Title

Edmund Gosse (1849-1928)

Description

(English poet, author, and critic)

Born in London on 21 September 1849 into a middle-class family with strong Calvinist convictions, Edmund Gosse’s childhood and youth were marked by a strict religious upbringing. He lost his mother to breast cancer at the age of seven and he continued to live under the constraints of his father’s firm Christian values. He began working at the library of the British Museum in 1865. The decade his spent at the British Museum granted him freedom from his life at home and brought him into contact with minor poets and intellectuals. Soon enough, he found himself, alongside the painter Ellen Epps whom he married in 1875, in the circle of the Pre-Raphaelites and in the company of men such as Algernon Charles Swinburne, Robert Louis Stevenson, Thomas Hardy, Henry James, André Gide, Robert Browning, Robert Graves, and most significantly, the sculptor Hamo Thornycroft, with whom he cultivated an intimate relationship.

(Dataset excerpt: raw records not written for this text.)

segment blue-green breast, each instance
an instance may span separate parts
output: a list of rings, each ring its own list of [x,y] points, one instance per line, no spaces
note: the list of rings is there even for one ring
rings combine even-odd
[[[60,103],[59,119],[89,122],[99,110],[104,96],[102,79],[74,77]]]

Though Gosse’s primary ambition was to be a poet, his literary works were met with mixed opinions by his contemporaries. His critical and biographical writings, despite his “genius for inaccuracy” as Henry James would put it, proved to be more fruitful. His Portraits from Life is comprised of studies of friends and acquaintances such as Swinburne (he wrote a biography on him in 1917), Robert Browning, and Henry James, and the subjects of his other biographical writings include figures such as John Donne and Thomas Gray. In addition to a biography of his father, P.H. Gosse, he also authored Father and Son, considered a classic and a significant contribution to the autobiographical genre. Gosse’s knowledge of Scandinavian languages led to the production of critical works on Scandinavian literature. In fact, Gosse was the first to introduce Heinrick Ibsen to the British public. His fondness for French literature and culture made him a champion of André Gide. During his lifetime, he was a lecturer at the University of Cambridge and delivered many talks, including a series of lectures in the United States. In 1904, he was appointed librarian at the House of Lords, and in 1925, he was knighted. Gosse passed away on 16 May 1928, and according to T.S. Eliot, “the place that Sir Edmund Gosse filled in the literary and social life of London is one that no one can ever fill again, because it is, so to speak, an office that has been abolished”.